BangDB Server- Network Cluster (Master Slaves Model)

Introduction - BangDB Server

About

BangDB Network version is pure vanilla key value nosql client server data store with master slaves cluster model. The goal of BangDB is to be fast, reliable, robust, scalable and easy to use data store for various data management services required by applications. In this flavor, db runs as network service and clients access it over the network. This model is good for sharing data with multiple apps or instances of an app. The typical use case for this flavor is cache on top of the database, a network data store etc...

Shared Server

BangDB runs as service and clients connect to it over the network. The same db instance is shared with all the clients and clients can connect to the db in concurrent ad-hoc fashion. The DB ensures that the clients are served in efficient and predictable fashion

Persistent and In-memory

BangDB can be configured to be used just as cache or as persistent store. On one hand, the user can configure bang db to have all the data in memory and not to go to disk for any operation. But while closing the db user may decide to take the snapshot of the data in memory and store it on the disk for later use. And on the other hand, user can start up-front with the disk backing where data will overflow from memory to disk when required. The data is consistently and frequently being flushed to disk to clear up free space in the buffer pool. The continuous and sequential log flush ensures data durability even though the data itself is not written to disk most of the time until needed

Robust, crash proof, available, resilient

BangDB core implements write ahead log and offer it as part of configuration for the db. When data durability is required, user should enable log and set the log flush frequency as per need. The db takes care of frequent write of the log to disk, hence in the event of data not being written to disk and db crash, BangDB recovers the data when restarted. BangDB frequently check points the log as well in order to speedup the data recovery process by replaying the log in case of db/machine crash.

Replication

The replication of data will be enabled by default. User can opt for no replication as well by setting the configuration appropriately but in NetworkDB scenario it is recommended to set the data replication ON. User can also go for log replication (sync or Async) apart from data replication. The data replication, especially in sync mode allows user to switch between master and standby at run time

Master - Slave

A master can have many standbys/slaves and each can communicate with other. The synchronization of standby with master in non interfering. User may chose to read from slave and write to master as required Initial sync of data with secondaries or slaves can happen at run time. Which means that while master is still serving the data to multiple clients, many slaves together can come and sync data with the master. Master sends various files and information to slaves in order to make them up to date. Slaves on the other hand can quickly become available for clients even though part of the replication might still be in progress. This design improves the performance and availability of master and slaves even during sync process

Transactional

For every single operation, BangDB ensures that either all parts of db is updated appropriately or the operation fails. This in turn ensures that incomplete operation (due to any reasons, machine crash, server crash etc...) would never leave DB in inconsistent state

Multi operations transaction is also supported in the DB. BangDB implements optimistic concurrency control to achieve very high number of concurrent transactions to proceed while guaranteeing full ACID support. The transaction can be enabled or disabled by setting the appropriate configuration property in the bangdb.config file or opening the db with appropriate flag (DB_OPTIMISTIC_TRANSACTION)

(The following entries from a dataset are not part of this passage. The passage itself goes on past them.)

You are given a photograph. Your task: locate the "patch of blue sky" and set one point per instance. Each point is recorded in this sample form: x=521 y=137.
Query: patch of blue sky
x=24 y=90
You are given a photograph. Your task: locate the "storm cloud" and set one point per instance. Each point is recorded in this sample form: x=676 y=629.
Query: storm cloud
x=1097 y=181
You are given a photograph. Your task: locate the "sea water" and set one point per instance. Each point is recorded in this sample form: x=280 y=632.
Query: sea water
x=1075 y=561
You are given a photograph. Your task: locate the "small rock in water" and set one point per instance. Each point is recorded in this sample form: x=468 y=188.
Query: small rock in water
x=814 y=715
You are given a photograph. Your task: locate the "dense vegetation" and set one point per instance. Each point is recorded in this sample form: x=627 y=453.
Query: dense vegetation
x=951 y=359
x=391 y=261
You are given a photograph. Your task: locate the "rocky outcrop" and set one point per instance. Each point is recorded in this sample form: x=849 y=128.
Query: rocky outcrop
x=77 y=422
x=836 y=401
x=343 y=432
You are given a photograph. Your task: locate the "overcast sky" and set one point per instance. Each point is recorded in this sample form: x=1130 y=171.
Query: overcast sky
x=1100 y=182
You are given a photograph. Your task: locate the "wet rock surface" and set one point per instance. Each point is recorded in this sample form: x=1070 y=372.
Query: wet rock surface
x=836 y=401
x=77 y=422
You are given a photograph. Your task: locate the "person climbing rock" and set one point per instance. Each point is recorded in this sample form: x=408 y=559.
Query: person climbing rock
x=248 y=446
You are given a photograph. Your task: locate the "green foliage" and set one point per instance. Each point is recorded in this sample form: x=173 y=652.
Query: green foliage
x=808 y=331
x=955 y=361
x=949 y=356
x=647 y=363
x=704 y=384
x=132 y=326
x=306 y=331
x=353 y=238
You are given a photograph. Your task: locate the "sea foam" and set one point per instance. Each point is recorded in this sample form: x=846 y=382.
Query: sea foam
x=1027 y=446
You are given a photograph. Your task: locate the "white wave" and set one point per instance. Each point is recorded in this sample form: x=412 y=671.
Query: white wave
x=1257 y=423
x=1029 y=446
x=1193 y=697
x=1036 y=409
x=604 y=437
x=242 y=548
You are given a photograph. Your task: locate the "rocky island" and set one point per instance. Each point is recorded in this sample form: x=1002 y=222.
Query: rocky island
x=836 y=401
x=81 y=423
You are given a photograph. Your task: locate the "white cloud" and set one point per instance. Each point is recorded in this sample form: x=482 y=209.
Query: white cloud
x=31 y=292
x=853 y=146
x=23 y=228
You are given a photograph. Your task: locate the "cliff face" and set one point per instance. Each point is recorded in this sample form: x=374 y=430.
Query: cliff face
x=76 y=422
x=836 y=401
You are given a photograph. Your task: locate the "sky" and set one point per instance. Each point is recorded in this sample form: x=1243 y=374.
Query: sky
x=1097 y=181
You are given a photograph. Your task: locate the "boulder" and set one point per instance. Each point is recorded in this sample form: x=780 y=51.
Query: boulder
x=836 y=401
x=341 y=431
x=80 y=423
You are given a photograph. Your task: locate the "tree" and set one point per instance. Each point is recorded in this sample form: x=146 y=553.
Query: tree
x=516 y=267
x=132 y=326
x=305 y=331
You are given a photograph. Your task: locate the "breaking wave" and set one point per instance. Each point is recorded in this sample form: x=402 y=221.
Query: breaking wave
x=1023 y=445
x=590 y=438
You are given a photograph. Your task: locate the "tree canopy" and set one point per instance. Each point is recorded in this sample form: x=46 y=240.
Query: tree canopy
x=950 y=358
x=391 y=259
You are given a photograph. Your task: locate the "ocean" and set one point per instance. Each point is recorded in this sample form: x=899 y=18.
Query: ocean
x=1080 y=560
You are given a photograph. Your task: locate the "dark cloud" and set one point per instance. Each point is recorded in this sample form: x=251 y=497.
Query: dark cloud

Contrary to general belief, the transaction don't bring down the performance too drastically if implemented in right fashion. The one of the major reasons for implementing OCC was the performance as it allows the concurrency of highest level to proceed. Also the parallel validation further improves the performance

High Performance

One of the most important design goals for the BangDB is the performance. The design and implementation from scratch have helped to learn from other's experience, leverage new concepts for the high performance. BangDB in both embedded and Network flavor is achieves very high performance even when compared to other very high performance DBs in the market, for ex; Redis. Separate document will cover the performance comparison of BangDB with Redis in several scenarios

Highly Concurrent

Concurrency in BangDB cuts across all the layers. It's designed to leverage multiple cores on the machine by allowing multiple threads to execute in parallel with efficient locking mechanism. But user can select the number of threads that should execute in parallel.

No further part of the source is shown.